Policies intended to meet climate targets must be informed by grid reliability needs. The reality—and the challenge—in the United States is that no one is in charge of setting decarbonization targets in the electricity sector while also maintaining grid reliability. Encouraging greater regional integration can enhance grid reliability, but regional market structures, Regional Transmission Organizations (RTOs), and Energy Imbalance Markets (EIMs) do not, on their own, resolve the policy coordination challenges that must be addressed. Fully decarbonizing the electricity sector requires coordinated, reliability-informed planning and targeted investment for specific types of resources, many of which are not yet commercially available.
Executive Summary:
Achieving state and federal targets for a decarbonized electricity sector will not happen merely by switching existing fossil resources for renewable resources. The energy transition requires planning and coordination for the types of generation resources that maintain reliable grid operations throughout the transition to a cleaner grid, and for the specific types of resources that could enable a fully decarbonized electric system. Reliable grid operations require both resource adequacy and operating reliability (NERC 2007). This paper focuses on the limits of prices alone to enable the reliable transition of the electricity sector, and the need for coordinated, reliability-informed policy planning that meets both resource adequacy and operating reliability.
Despite its Paris Agreement commitment to achieve specific clean energy and greenhouse gas emissions reduction targets, the United States (U.S.) does not have a plan to manage the reliable transition of its electricity sector. The reality—and the challenge—in the U.S. is that no one is in charge of setting decarbonization targets in the electricity sector while also meeting grid reliability.

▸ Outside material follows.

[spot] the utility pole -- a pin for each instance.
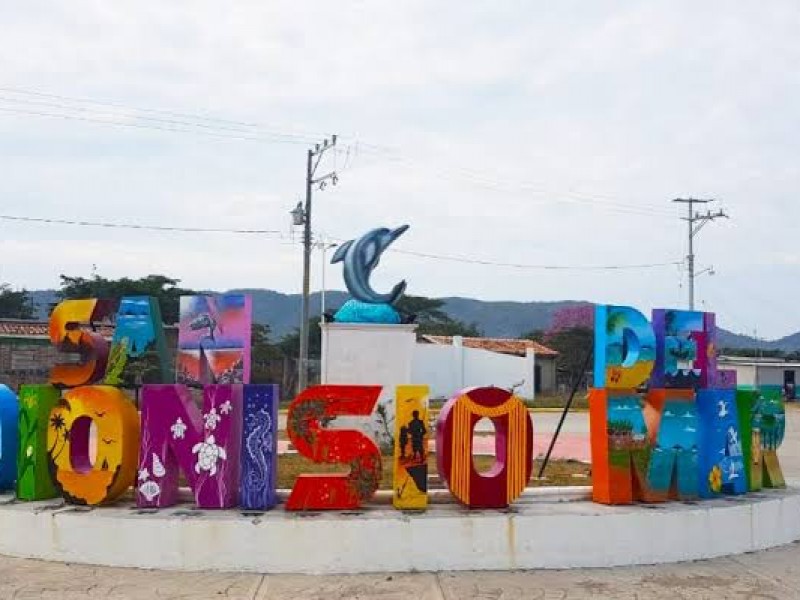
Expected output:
(302, 215)
(696, 222)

States set renewable targets, the Inflation Reduction Act (IRA) provides incentives for various technologies, and the Environmental Protection Agency (EPA) has proposed binding power plant emissions reduction targets, but fully decarbonizing the electricity sector requires coordinated, regional planning and targeted investments for specific types of resources, many of which are not yet commercially available.1 When resources providing essential reliability services—like balancing energy and operating reserves—are retired and are not replaced with assets providing similar capabilities, regional grid reliability is at risk, and so is the goal of fully decarbonizing the electricity sector.
Encouraging greater regional integration can enhance grid reliability, but regional market structures do not, on their own, resolve the policy coordination challenges that must be addressed. A Regional Transmission Organization (RTO) takes advantage of all resources to meet load and reliability requirements, but RTOs rely on market prices alone to incentivize the resources that provide balancing energy needed to maintain reliable grid operations. Additionally, evidence shows that relying on market prices alone has not been enough to incentivize sufficient generation resources to meet reliability targets. While an Energy Imbalance Market (EIM) enables the sharing of balancing energy, individual participants remain responsible for meeting their own reliability requirements, and without planning and coordination, there is no guarantee that balancing energy will be available to share in real-time grid operations.

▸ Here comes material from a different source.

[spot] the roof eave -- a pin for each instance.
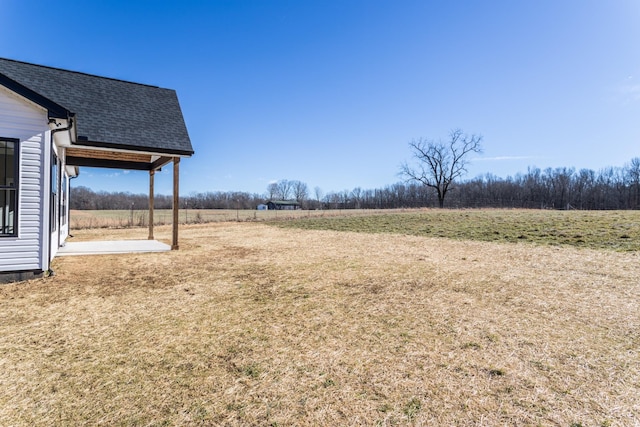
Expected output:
(54, 110)
(80, 142)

The choice of a regional market structure is separate and apart from decisions about the procurement of the mix of generation resources that enable grid operators to keep the lights on in the first place. Coordinated, reliability-informed policy planning requires input from individual Balancing Authorities (BAs) and RTOs, who do not set policy but are responsible for maintaining reliable system operations with resources that enter and exit in response to policy targets. State regulators and state policymakers, who do set policy, must recognize their role in ensuring that the targets they set enable reliable grid operations now and in a future decarbonized system. Today, only two states, New York and California, are beginning to consider reliability-informed system planning and targeted incentives for the types of resources that can enable a fully decarbonized sector.

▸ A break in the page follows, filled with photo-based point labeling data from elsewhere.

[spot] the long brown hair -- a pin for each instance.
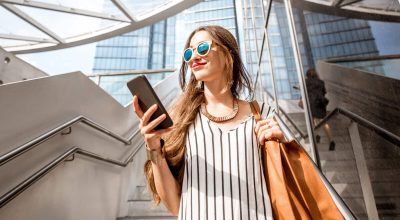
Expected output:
(186, 107)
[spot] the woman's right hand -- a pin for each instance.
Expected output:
(150, 136)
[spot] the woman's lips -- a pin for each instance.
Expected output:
(196, 66)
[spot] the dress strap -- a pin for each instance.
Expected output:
(255, 108)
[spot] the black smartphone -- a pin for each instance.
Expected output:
(141, 87)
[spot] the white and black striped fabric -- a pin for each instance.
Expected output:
(223, 176)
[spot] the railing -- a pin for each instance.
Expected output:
(344, 209)
(44, 137)
(14, 192)
(379, 130)
(21, 187)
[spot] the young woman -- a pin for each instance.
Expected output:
(208, 167)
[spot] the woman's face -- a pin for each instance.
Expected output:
(211, 66)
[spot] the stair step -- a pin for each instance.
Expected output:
(145, 209)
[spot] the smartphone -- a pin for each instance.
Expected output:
(141, 87)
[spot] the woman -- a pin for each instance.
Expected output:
(209, 166)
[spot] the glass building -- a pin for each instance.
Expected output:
(321, 36)
(158, 46)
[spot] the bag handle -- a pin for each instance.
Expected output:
(255, 108)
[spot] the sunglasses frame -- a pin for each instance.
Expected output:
(210, 42)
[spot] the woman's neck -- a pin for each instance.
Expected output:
(215, 94)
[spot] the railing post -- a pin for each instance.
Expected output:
(362, 171)
(300, 73)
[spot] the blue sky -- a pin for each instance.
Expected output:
(81, 58)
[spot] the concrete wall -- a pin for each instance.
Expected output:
(13, 69)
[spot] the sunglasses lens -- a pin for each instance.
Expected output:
(203, 48)
(187, 54)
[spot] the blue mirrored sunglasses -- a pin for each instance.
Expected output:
(202, 49)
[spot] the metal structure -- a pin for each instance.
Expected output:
(116, 17)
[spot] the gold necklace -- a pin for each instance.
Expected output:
(223, 118)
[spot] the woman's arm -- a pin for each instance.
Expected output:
(166, 185)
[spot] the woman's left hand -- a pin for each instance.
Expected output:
(268, 129)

A recent task force established by the U.S. Department of Energy, with the National Association of Regulatory Utility Commissioners (NARUC) and the National Association of State Energy Officials (NASEO), offers ways to begin addressing these challenges. The task force focused on the need for an aligned system planning process that considers generation resource adequacy, along with transmission system planning and distribution system planning.2 It also identified the fundamentals of system planning, mechanisms for considering policy goals within specific planning processes, and options for holistic planning in both restructured and non-restructured states. An important next step in the work of the NARUC-NASEO Task Force effort could be to consider how regional advisory bodies, national and regional reliability entities,3 and state-led institutions within different market structures could enable coordinated planning that meets resource adequacy and operating reliability needs now and throughout the transition.